You may order your watch in black or white, but the two dials have very different personalities. The black dialed Westminster is the military of the two. Pocket watch inspiration is apparent in the large Arabic numbers and railroad index, but the dart shaped hands and blood red second hand update the look. The "MWW" logo is the only text, and while I often rail against the ubiquitous sans-serif font used by so many micro brands, I must admit that it makes sense on this watch, tying in nicely with the numerals and fitting the no-nonsense aesthetic. At night, the dial pops to life with a vivid SuperLuminova glow, C1 for the markers and BGW9 for the hands. My only criticism is that the black hands are nearly invisible against the black dial so all you see is the white lume fill, making the hands appear shorter than they really are.
Even though the white dialed Vergennes shares the same layout, it is completely different. Manchester Watch Works is spelled out in its entirety and rendered in a an italicized, serif font, as are the numerals. An open index is set farther from the perimeter than that of the Westminster, and it is marked with C1 pips. The dark blue feulle hands (I know they look black in my pics, but trust me) are filled with BWG9 are lighter but more prominent than those of the Westminster. The small seconds hand is a simple black baton. A red 12 provides the splash of color.

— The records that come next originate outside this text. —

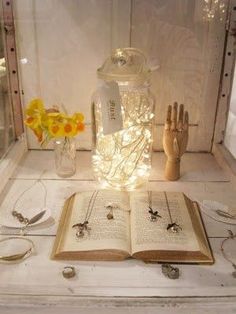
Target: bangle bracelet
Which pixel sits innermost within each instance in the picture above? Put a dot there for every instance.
(18, 256)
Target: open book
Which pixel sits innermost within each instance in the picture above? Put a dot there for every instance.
(132, 233)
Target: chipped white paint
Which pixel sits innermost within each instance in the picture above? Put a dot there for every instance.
(117, 287)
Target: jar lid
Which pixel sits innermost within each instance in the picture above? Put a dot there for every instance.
(125, 64)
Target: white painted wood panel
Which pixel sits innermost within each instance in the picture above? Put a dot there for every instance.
(39, 275)
(199, 167)
(116, 287)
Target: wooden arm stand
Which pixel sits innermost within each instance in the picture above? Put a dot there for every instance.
(172, 170)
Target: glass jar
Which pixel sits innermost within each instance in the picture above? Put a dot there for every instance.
(122, 157)
(65, 156)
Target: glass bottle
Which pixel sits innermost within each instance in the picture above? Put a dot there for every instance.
(65, 156)
(122, 158)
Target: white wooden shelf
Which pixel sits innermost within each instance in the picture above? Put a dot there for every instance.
(36, 285)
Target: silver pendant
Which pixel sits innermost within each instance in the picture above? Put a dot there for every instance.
(170, 271)
(82, 227)
(174, 227)
(154, 215)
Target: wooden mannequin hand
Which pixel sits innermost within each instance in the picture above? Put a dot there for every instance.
(175, 140)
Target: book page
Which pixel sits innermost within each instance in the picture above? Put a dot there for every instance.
(104, 233)
(152, 235)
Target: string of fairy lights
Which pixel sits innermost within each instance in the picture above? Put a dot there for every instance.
(122, 159)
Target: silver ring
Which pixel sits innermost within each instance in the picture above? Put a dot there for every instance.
(68, 272)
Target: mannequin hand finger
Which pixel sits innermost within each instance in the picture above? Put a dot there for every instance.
(168, 118)
(186, 122)
(174, 116)
(181, 117)
(176, 147)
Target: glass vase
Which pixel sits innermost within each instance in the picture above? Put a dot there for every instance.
(122, 158)
(65, 156)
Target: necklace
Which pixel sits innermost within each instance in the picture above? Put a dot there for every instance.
(153, 214)
(83, 226)
(19, 216)
(172, 226)
(232, 237)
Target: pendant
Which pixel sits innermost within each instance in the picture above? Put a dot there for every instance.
(153, 215)
(82, 227)
(174, 227)
(170, 271)
(110, 207)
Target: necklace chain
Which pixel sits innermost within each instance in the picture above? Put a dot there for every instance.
(168, 208)
(91, 205)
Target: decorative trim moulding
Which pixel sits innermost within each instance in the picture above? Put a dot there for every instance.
(11, 160)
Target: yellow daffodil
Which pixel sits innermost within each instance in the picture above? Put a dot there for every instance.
(35, 107)
(51, 123)
(80, 127)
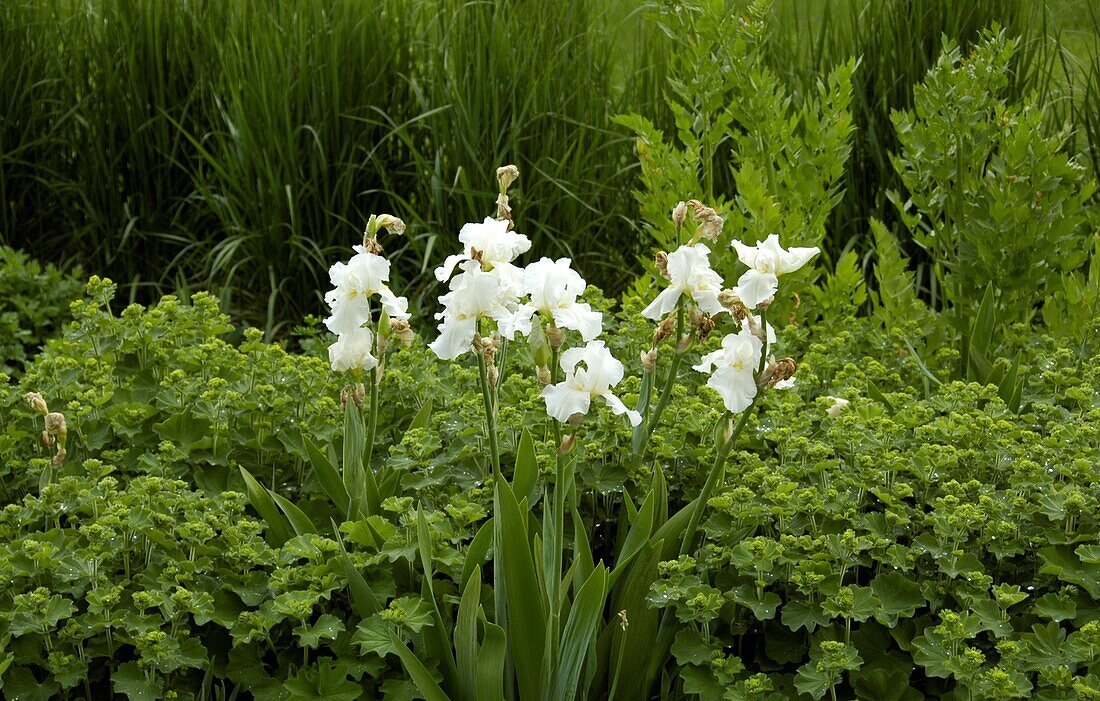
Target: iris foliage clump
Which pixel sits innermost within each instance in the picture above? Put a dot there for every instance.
(767, 470)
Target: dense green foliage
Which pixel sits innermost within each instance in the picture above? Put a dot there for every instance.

These are both handsome, well-proportioned faces. I must say, I miss the MWW double-diamond, mountain-and-lake logo, but I can see why they were left off. It is a bit too contemporary for watches in this style and probably would have been too much to shoehorn into such small dials. It makes appearances on the buckle and crown, but dropping from the face was the right call. Still, I hope to see it return on a future offering. (It would look really sharp in the original green and blue on a white dial - I'm just sayin'...)
On the wrist, the Vergennes and Westminster wear exactly as you would expect of a 40mm case. They fit neatly on my 6.5" wrist and slide under a shirt cuff without fuss. The 20mm leather straps are of good quality and are provided with signed buckles. Both watches looked perfectly appropriate with a suit and tie, but their different personalities each tilt to a different style. The Westminster would be a great match for jeans on the weekend while the Vergennes could step up as a more formal dress watch. Whichever you choose, you will be getting an extremely versatile watch. Indeed, this is one of the very few watches I would recommend as suitable for nearly every event - and if you follow this blog, you know that is rare praise.

Retail price for the Westminster and Vergennes will be $319 each, which is a pretty darn good deal, but Kickstarter backers can snag their choice for as little as $169 and that is simply outstanding. We are talking about a quality automatic with a unique case and dial design, a sapphire crystal, and 100m water resistance for the price of a fashion brand at your local mall that has maybe 30m water resistance, a mineral crystal, and who-knows-what kind of quartz mystery movement. I'd say that's a pretty easy call.

Pro: Attractive and highly versatile.
Con: Westminster hands can appear short.
Sum: A fantastic deal. The Time Bum approves.

*You can choose a rewards package that includes one of the final Tatoskok dive watches, another fine offering from MWW that I reviewed here, and incidently, wore all day today. The more I wear this watch, the more I like it.